Exclusif. Comment l’Algérie a perdu un projet de 500 millions d’euros à cause de ses interminables guerres de clans 

Voilà une nouvelle preuve, s’il en fallait, du gâchis conséquence de l’improbable guerre des clans en Algérie, ce syndrome qui mine profondément le système politique du pays. En 2016, le groupe français Roullier, leader mondial dans le secteur de la nutrition animale, négocie à l’époque avec l’ancien ministre de l’Industrie, Abdesslam Bouchouareb, la réalisation en Algérie d’un projet important à hauteur de 500 millions d’euros.

Le groupe Roullier envisageait ainsi d’exploiter du phosphate algérien pour le transformer en matière première nécessaire à la fabrication des nutriments essentiels comme le phosphore et le calcium, aliments indispensables à la bonne santé des animaux et à la productivité des élevages. Ce groupe français s’est fait connaître à travers le monde grâce à la ration alimentaire des animaux d’élevage (crevettes, volailles, porcs ou ruminants)  enrichi par un apport en phosphore minéral qui permet d’améliorer la prise de poids des animaux, la production de lait, la minéralisation des os, la reproduction.

Les négociations auront duré plusieurs mois entre le groupe Roullier et l’Etat, deux partenaires qui se connaissent bien, Roullier étant l’un des gros exportateurs vers l’Algérie. Mais plutôt que d’importer en grande quantité des nutriments « Made in France », Bouchouareb, l’un des caciques du régime algérien depuis 2014, choisit de convaincre le groupe français de réaliser un investissement conséquent qui lui permettra d’accéder aux riches mines de phosphate de l’est algérien.

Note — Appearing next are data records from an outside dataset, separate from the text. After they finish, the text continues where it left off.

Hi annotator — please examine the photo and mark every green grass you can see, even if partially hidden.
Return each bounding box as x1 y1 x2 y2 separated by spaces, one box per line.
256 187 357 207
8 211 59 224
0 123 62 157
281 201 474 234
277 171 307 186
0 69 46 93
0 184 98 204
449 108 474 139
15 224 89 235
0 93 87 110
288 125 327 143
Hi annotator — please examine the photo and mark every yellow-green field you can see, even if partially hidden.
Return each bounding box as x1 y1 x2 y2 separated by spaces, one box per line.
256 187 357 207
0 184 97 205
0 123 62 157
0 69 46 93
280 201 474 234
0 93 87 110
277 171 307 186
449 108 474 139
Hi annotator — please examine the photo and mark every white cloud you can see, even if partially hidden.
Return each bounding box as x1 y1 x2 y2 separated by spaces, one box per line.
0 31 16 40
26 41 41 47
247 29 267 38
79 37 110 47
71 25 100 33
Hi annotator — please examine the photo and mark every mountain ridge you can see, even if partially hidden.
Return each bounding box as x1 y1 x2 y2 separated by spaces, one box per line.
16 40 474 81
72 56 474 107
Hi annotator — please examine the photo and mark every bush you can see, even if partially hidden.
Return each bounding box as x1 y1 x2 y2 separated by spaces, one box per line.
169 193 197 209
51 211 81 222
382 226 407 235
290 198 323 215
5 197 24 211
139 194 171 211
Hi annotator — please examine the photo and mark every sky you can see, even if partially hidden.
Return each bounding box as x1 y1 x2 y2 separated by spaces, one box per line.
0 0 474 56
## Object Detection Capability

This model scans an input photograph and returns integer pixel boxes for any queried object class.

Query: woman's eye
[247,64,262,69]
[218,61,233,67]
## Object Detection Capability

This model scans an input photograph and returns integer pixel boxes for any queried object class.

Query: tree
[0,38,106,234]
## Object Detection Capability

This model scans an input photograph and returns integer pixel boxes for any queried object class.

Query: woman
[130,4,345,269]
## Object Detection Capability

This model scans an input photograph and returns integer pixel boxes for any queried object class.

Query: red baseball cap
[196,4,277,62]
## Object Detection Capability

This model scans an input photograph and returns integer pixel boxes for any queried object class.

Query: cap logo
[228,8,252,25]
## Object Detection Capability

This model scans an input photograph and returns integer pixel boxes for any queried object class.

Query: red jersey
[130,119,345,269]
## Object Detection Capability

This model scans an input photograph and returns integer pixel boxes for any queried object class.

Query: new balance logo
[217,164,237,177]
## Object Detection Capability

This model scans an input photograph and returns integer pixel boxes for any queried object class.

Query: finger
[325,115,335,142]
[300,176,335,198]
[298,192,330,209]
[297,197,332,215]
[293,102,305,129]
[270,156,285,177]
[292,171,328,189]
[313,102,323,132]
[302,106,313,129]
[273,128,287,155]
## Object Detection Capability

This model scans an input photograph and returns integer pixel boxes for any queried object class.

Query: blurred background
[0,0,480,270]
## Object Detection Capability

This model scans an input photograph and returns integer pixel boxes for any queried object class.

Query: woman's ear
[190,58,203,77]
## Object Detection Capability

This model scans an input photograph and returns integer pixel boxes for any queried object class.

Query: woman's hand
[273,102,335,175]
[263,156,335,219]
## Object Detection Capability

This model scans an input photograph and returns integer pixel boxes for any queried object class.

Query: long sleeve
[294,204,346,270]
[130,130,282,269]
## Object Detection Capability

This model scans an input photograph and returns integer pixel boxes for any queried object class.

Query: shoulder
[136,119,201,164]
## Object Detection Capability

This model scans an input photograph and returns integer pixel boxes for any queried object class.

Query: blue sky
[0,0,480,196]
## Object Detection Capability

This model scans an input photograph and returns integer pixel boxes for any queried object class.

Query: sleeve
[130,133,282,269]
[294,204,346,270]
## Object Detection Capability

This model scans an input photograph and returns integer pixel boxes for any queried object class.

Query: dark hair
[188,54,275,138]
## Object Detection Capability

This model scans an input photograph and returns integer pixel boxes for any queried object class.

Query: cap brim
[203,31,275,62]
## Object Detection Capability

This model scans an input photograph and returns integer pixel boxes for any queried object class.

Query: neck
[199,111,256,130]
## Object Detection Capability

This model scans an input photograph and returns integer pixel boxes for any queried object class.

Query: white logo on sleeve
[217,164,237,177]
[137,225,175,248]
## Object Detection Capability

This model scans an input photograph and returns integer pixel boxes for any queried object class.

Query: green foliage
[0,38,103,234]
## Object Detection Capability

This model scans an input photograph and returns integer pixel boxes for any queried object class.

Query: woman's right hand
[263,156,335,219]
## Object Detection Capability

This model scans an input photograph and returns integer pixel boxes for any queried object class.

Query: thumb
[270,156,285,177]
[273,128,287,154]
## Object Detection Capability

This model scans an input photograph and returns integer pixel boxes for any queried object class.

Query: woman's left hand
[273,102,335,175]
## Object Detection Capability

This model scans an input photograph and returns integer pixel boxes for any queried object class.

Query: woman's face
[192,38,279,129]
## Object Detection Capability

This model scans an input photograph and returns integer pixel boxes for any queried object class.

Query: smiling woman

Bouchouareb réussit l’exploit de séduire le groupe français qui ne disposait, jusque-là, que d’un simple bureau près d’Alger. Un premier accord a été trouvé entre les deux parties vers l’été 2016. Mais sa concrétisation a été sérieusement ralentie en raison de la sempiternelle guerre des clans opposant Abdesslam Bouchouareb au Premier ministre de l’époque, Abdelmalek Sellal, les deux hommes se livrant une véritable guerre froide, chacun voulant obtenir la tête de l’autre. Sellal tentait de torpiller les projets phares de son ministre de l’Industrie dont il craignait les ambitions grandissantes, tandis que Bouchouareb se rebellait sans cesse contre son supérieur hiérarchique dont il contestait ouvertement les compétences.
Fin mai 2017, coup de tonnerre à Alger. Personne ne gagnera cette guerre froide. Sellal et Bouchouareb sont « virés » par Abdelaziz Bouteflika. Et lors de son arrivée à la tête du gouvernement, Abdelmadjid Tebboune prend un malin plaisir à nettoyer tous les projets conclus par ces deux hommes. Le temps passe et le groupe français Roullier s’impatiente. Finalement, il reçoit une fin de non-recevoir et le projet tombe à l’eau. Un investissement de 500 millions d’euros est parti en fumée en raison de ce nettoyage imposé à l’héritage Bouchouareb dans le secteur de l’Industrie. Des milliers d’emplois directs et indirects ne verront jamais le jour.